Calcium supplementation during pregnancy for preventing hypertensive disorders and related problems

Department of Obstetrics and Gynaecology, East London Hospital Complex, University of the Witwatersrand, University of Fort Hare, Eastern Cape Department of Health, Frere and Cecilia Makiwane Hospitals, Private Bag X 9047, East London, Eastern Cape, South Africa, 5200.
Cochrane database of systematic reviews (Online) (Impact Factor: 5.94). 01/2010; DOI: 10.1002/14651858.CD001059.pub3
Source: PubMed

ABSTRACT Pre-eclampsia and eclampsia are common causes of serious morbidity and death. Calcium supplementation may reduce the risk of pre-eclampsia through a number of mechanisms, and may help to prevent preterm birth.
To assess the effects of calcium supplementation during pregnancy on hypertensive disorders of pregnancy and related maternal and child outcomes.
We searched the Cochrane Pregnancy and Childbirth Group's Trials Register (May 2010) and contacted study authors.
Randomised trials comparing at least 1 g daily of calcium during pregnancy with placebo.
We assessed eligibility and trial quality, extracted and double-entered data.
We included 13 studies of good quality (involving 15,730 women). The average risk of high blood pressure was reduced with calcium supplementation rather than placebo (12 trials, 15,470 women: risk ratio (RR) 0.65, 95% confidence interval (CI) 0.53 to 0.81). There was also a reduction in the average risk of pre-eclampsia associated with calcium supplementation (13 trials, 15,730 women: RR 0.45, 95% CI 0.31 to 0.65). The effect was greatest for high-risk women (five trials, 587 women: RR 0.22, 95% CI 0.12 to 0.42), and those with low baseline calcium intake (eight trials, 10,678 women: RR 0.36, 95% CI 0.20 to 0.65).The average risk of preterm birth was reduced in the calcium group overall (11 trials, 15,275 women: RR 0.76, 95% CI 0.60 to 0.97) and amongst women at high risk of developing pre-eclampsia recruited to four small trials (568 women: RR 0.45, 95% CI 0.24 to 0.83).There was no overall effect on the risk of stillbirth or death before discharge from hospital (11 trials 15,665 babies; RR 0.90, 95% CI 0.74 to 1.09).
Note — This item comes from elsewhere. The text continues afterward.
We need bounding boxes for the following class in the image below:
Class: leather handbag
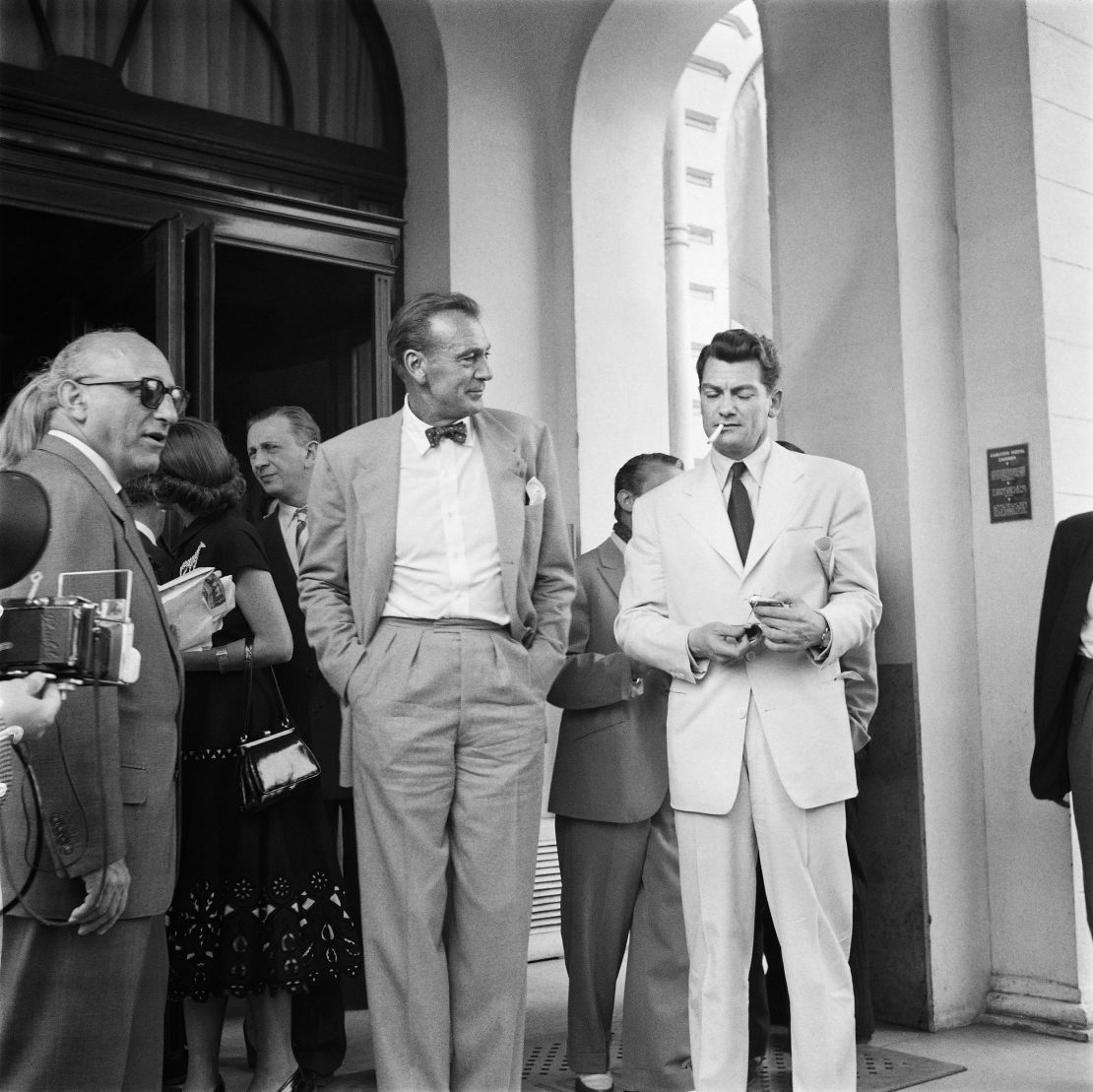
[239,641,319,811]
The composite outcome maternal death or serious morbidity was reduced (four trials, 9732 women; RR 0.80, 95% CI 0.65 to 0.97). Most of the women in these trials were low risk and had a low calcium diet. Maternal deaths were reported in only one trial. One death occurred in the calcium group and six in the placebo group, a difference which was not statistically significant (RR 0.17, 95% CI 0.02 to 1.39).Blood pressure in childhood has been assessed in two studies, only one of which is currently included: childhood systolic blood pressure greater than 95th percentile was reduced (514 children: RR 0.59, 95% CI 0.39 to 0.91).
Calcium supplementation appears to approximately halve the risk of pre-eclampsia, to reduce the risk of preterm birth and to reduce the rare occurrence of the composite outcome 'death or serious morbidity'. There were no other clear benefits, or harms.